Eiffage n'a pas dit son dernier mot
Chez Eiffage, le PDG Benoît de Ruffray fait savoir à La Tribune que ses équipes Génie Civil et Energies Systèmes ont répondu au premier appel d'offres pour Penly. « Nous avons toujours été actifs sur le parc nucléaire et travaillons déjà pour le Commissariat à l'énergie atomique (CEA), que ce soit à Cadarache - projet ITER - et à Valduc. Avec cette décision affirmée au plus haut niveau de l'Etat de construire 6 EPR, le cap est clair et la décision d'investir est forte », poursuit le patron de la major cotée au SBF 120.
Reste toutefois à résoudre une équation financière et non des moindres : le financement desdites centrales...

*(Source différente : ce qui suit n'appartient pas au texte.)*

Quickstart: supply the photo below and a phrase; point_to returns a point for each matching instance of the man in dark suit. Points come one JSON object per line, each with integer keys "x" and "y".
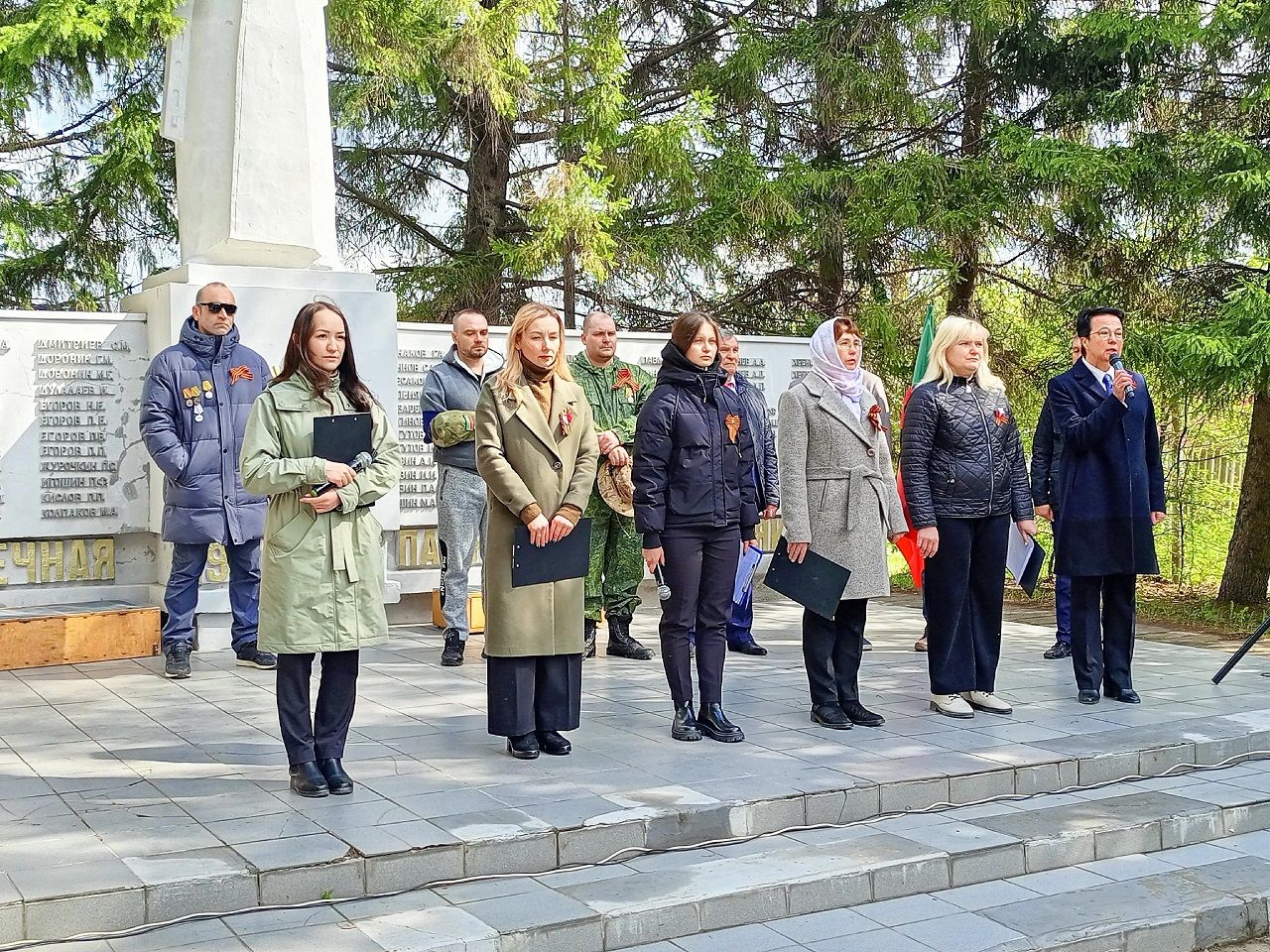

Mode d'emploi pour construire une centrale nucléaire Pour construire une centrale nucléaire, même en 2023, rien n'est moins simple. Il s'agit d'abord de préparer le sol, c'est-à-dire de le terrasser à coup de brise-roche ou d'explosif, avant d'y faire couler une dalle en béton de 4 à 5 mètres d'épaisseur qui supportera l'ensemble des bâtiments. Sans surprise, la zone la plus sensible est le bâtiment du réacteur, composé aussi de barres de contrôle, d'un pressuriseur - le « P » d'EPR - et d'un générateur de vapeurs. Rien que pour ce bâtiment, il faut 250 à 300 kg d'acier par mètre cube de béton, contre 50 à 100 kg pour un bâtiment traditionnel. Ce bâtiment principal doit ensuite être accolé à un îlot conventionnel, c'est-à-dire à une salle des machines où tournent une turbine et un alternateur. Eux-mêmes sont couplés à un transformateur connecté à des lignes à très haute tension qui transporteront l'électricité ainsi produite, ainsi qu'à un condenseur relié à un circuit de refroidissement alimenté en eau. De l'eau que des tunnels vont chercher à 500-600 mètres dans un fleuve voire à 2 ou 3 kilomètres dans la mer selon la hauteur des marées... Le bâtiment du réacteur et l'îlot conventionnel doivent en outre laisser passer tout un tas de tuyaux et d'équipements pour que tout fonctionne bien. Pour autant, ce n'est pas fini : à ces deux bâtis essentiels, il faut en rajouter au moins une dizaine d'autres baptisés « le reste de l'usine ». Cela peut être des bureaux, des réservoirs, des stations de pompage... ou des usines de pré-assemblage. Pour gagner du temps, il ne suffit pas en effet de modéliser le chantier sur une maquette numérique, il faut aussi préfabriquer certains éléments pour gagner du temps sur site. Une fois ces bâtiments debout, EDF et ses partenaires peuvent insérer les derniers lots en aval : l'électricité, la ventilation, le condenseur, la turbine et bien sûr le réacteur.